La différence c’est qu’avec le FN, on est sûr d’avoir l’extrême-droite mais pas la sortie de l’UE. Avec Asselineau, on sort de l’Europe, mais on évite l’extrême-droite. Le seul problème, et de taille, la présence média dudit Asselineau.
Si son écartement du débat continue, cela confirmera son hypothèse quant au rôle final du FN, à savoir celui de l’épouvantail.
Si le FN désirait vraiment la sortie de l’UE et de l’euro, ils l’énonceraient dans leur projet politique, il ne jouerait pas au chat et à la souris avec les référendums et autres propositions farfelues de renégociation à 2 dans une Europe de 28 pays et où l’unanimité est nécessaire pour faire des modifications.

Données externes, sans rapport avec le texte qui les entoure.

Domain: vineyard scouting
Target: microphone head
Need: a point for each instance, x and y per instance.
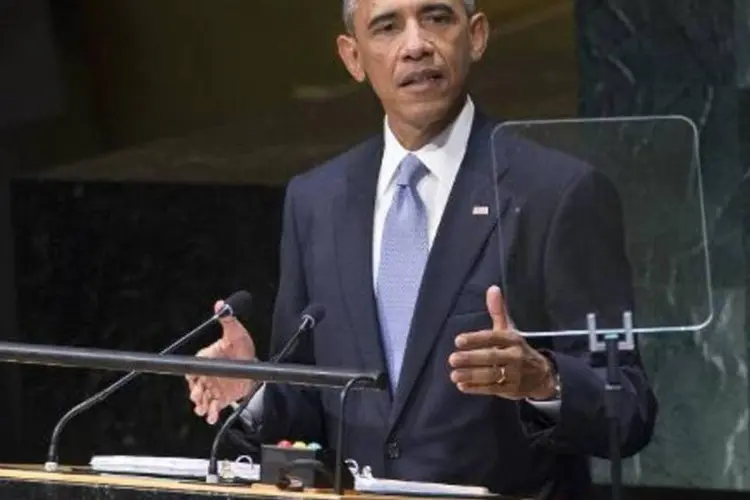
(239, 304)
(315, 313)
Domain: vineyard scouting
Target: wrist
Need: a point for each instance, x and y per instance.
(549, 387)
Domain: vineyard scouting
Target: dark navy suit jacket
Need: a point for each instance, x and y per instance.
(559, 225)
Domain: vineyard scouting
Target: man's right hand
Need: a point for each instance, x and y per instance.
(210, 395)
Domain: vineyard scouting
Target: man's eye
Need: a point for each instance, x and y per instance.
(385, 28)
(440, 18)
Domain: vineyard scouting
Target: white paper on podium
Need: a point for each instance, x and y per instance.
(242, 468)
(364, 482)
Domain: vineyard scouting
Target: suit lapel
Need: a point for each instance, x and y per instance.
(461, 237)
(353, 233)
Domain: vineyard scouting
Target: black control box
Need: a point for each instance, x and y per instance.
(287, 467)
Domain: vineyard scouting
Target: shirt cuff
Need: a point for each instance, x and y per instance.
(551, 407)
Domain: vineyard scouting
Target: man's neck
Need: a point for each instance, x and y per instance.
(413, 137)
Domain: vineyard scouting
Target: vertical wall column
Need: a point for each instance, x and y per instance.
(660, 57)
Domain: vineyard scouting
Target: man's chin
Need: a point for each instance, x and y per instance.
(423, 114)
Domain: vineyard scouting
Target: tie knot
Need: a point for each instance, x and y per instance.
(410, 171)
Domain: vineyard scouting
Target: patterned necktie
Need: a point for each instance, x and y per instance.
(403, 254)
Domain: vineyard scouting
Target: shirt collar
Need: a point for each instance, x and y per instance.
(442, 155)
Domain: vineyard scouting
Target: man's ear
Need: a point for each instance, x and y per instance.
(479, 34)
(349, 54)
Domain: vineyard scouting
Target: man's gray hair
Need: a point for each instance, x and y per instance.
(351, 5)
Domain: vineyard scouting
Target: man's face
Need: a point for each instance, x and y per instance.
(416, 54)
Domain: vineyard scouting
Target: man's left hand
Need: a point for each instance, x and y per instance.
(499, 362)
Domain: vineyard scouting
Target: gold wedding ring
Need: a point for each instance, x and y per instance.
(502, 378)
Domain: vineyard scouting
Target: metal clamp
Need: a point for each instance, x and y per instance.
(625, 344)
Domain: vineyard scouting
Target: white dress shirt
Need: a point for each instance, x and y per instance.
(442, 157)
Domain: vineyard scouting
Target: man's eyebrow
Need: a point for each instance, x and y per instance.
(428, 8)
(436, 7)
(382, 18)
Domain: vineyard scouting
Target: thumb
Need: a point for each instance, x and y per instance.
(496, 308)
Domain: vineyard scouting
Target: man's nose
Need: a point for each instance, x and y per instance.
(416, 44)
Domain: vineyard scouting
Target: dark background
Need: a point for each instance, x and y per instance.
(144, 146)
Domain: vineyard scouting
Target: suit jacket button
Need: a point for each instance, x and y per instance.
(392, 450)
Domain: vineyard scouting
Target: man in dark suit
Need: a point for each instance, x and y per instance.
(388, 238)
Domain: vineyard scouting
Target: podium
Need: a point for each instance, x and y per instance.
(31, 482)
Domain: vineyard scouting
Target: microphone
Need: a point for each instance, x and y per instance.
(237, 304)
(311, 316)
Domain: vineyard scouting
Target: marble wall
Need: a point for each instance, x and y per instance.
(132, 266)
(678, 57)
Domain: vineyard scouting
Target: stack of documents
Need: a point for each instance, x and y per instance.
(242, 468)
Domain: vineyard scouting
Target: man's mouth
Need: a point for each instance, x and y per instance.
(424, 78)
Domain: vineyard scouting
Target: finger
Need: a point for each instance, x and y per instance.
(496, 308)
(213, 412)
(218, 305)
(477, 376)
(196, 393)
(488, 357)
(486, 338)
(479, 389)
(503, 391)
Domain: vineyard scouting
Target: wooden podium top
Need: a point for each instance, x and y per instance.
(79, 477)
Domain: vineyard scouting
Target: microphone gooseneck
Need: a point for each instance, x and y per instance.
(239, 303)
(311, 316)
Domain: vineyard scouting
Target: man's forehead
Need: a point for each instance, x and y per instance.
(373, 8)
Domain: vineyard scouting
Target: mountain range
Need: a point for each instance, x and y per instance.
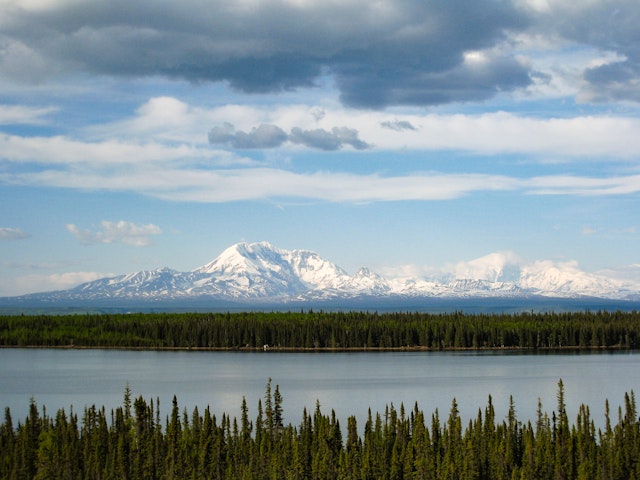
(261, 272)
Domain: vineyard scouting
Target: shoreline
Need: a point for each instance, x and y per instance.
(269, 348)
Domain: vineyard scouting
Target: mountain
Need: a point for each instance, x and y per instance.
(260, 272)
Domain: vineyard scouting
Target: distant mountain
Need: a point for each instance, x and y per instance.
(260, 272)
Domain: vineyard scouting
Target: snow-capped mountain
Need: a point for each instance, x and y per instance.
(260, 271)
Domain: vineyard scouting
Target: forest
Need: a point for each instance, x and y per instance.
(326, 330)
(136, 442)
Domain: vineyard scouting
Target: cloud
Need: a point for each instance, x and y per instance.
(116, 232)
(609, 26)
(33, 283)
(272, 136)
(10, 233)
(324, 140)
(264, 136)
(378, 54)
(398, 125)
(18, 114)
(381, 53)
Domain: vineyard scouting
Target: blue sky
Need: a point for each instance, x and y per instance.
(400, 135)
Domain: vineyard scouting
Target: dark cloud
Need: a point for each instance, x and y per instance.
(398, 125)
(385, 53)
(381, 53)
(609, 26)
(272, 136)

Ce qui montre d’ailleurs l’arnaque d’une "autre" Europe.
Ce qui est amusant, c’est que l’élite est elle, par contre, très attachée à sa propre lignée de sang ! Des rois aux présidents, des magnats de la finance aux grands industriels, le mariage n’est certainement pas pour tous. ;)

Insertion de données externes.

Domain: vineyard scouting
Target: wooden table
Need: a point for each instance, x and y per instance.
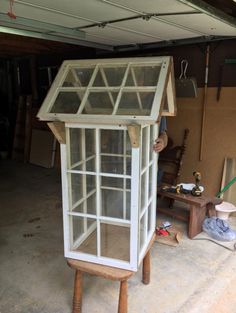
(198, 208)
(108, 272)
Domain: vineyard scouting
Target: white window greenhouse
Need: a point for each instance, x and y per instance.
(105, 114)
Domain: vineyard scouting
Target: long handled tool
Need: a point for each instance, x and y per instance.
(204, 102)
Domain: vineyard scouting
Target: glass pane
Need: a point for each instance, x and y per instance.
(112, 203)
(115, 242)
(78, 77)
(78, 181)
(90, 142)
(143, 76)
(113, 76)
(90, 150)
(82, 159)
(67, 102)
(115, 165)
(152, 139)
(142, 232)
(115, 182)
(76, 188)
(112, 141)
(84, 235)
(100, 102)
(144, 146)
(135, 103)
(150, 183)
(87, 206)
(75, 148)
(150, 218)
(143, 191)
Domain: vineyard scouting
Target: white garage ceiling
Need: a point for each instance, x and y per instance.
(110, 24)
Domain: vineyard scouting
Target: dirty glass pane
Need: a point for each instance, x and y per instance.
(115, 165)
(112, 76)
(150, 182)
(115, 182)
(152, 141)
(75, 135)
(142, 232)
(143, 191)
(78, 181)
(112, 203)
(115, 200)
(144, 147)
(67, 102)
(150, 219)
(135, 103)
(78, 77)
(87, 206)
(115, 242)
(143, 76)
(100, 102)
(90, 150)
(84, 227)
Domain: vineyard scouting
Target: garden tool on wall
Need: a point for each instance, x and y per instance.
(197, 191)
(186, 87)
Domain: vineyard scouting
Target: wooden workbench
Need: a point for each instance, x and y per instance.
(194, 214)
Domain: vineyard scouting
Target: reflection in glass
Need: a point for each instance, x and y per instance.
(150, 182)
(78, 181)
(135, 103)
(67, 102)
(115, 241)
(84, 234)
(88, 205)
(145, 140)
(100, 102)
(75, 146)
(142, 232)
(143, 190)
(143, 76)
(112, 203)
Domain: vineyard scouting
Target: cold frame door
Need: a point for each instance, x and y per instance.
(147, 208)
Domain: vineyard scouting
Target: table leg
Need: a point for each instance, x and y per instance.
(196, 218)
(123, 297)
(146, 268)
(77, 299)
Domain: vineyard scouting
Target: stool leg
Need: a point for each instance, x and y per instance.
(146, 268)
(77, 299)
(123, 297)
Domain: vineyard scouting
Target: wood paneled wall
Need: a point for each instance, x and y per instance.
(219, 135)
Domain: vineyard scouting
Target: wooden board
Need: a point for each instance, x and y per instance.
(42, 148)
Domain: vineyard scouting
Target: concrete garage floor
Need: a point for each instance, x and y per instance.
(195, 277)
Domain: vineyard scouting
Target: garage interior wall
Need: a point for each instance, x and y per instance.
(219, 133)
(220, 127)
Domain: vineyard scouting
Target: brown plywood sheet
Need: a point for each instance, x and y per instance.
(42, 148)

Je comprends l’énervement du FN vis à vis d’Asselineau. Le FN étant potentiellement le seul parti qui peut accéder au pouvoir et ainsi proposer aux français la sortie de l’UE et de l’euro. En étant lucide, ce n’est pas Asselineau (si on suit ses propres calculs de probabilité, il pourrait être élu en 2692 ;D) qui pourra accéder aux manettes.
Pourtant, il paraît évident que la solution du FN :
1/ Je tente de renégocier 4 points essentiels me paraît impossible car cela ne marche pas comme ça. Les traités doivent être renégociés sur la base de l’unanimité. Aller voir Mme Merkel seulement et imposer ses changements n’est pas une solution sérieuse. N’est-ce pas Sarkozy qui avait déjà promis ça ? Et même Hollande, il me semble.
2/ Comme prévu, cette renégociation ne marchera pas. Alors on propose aux français par référendum la sortie de l’UE. Très bien, c’est apparamment démocratique mais que se passe-t-il si les français préfèrent rester dans l’UE ? Que fait-t-on alors ? Je vous le demande.
Alors que le clivage gauche / droite apparaissait inexistant au fil des politiques européennes, il fallait provoquer une division artificielle, recréant l’illusion de 2 opinions radicalement opposées et classant les progressistes à gauche et les conservateurs à droite. Une opération de manipulation mentale massive à travers toute l’Europe. Et ceci dans le but de maintenir le joug de l’UE. Car aujourd’hui, on a insinué que sortir de l’euro et de l’Europe revenait à porter une petite moustache.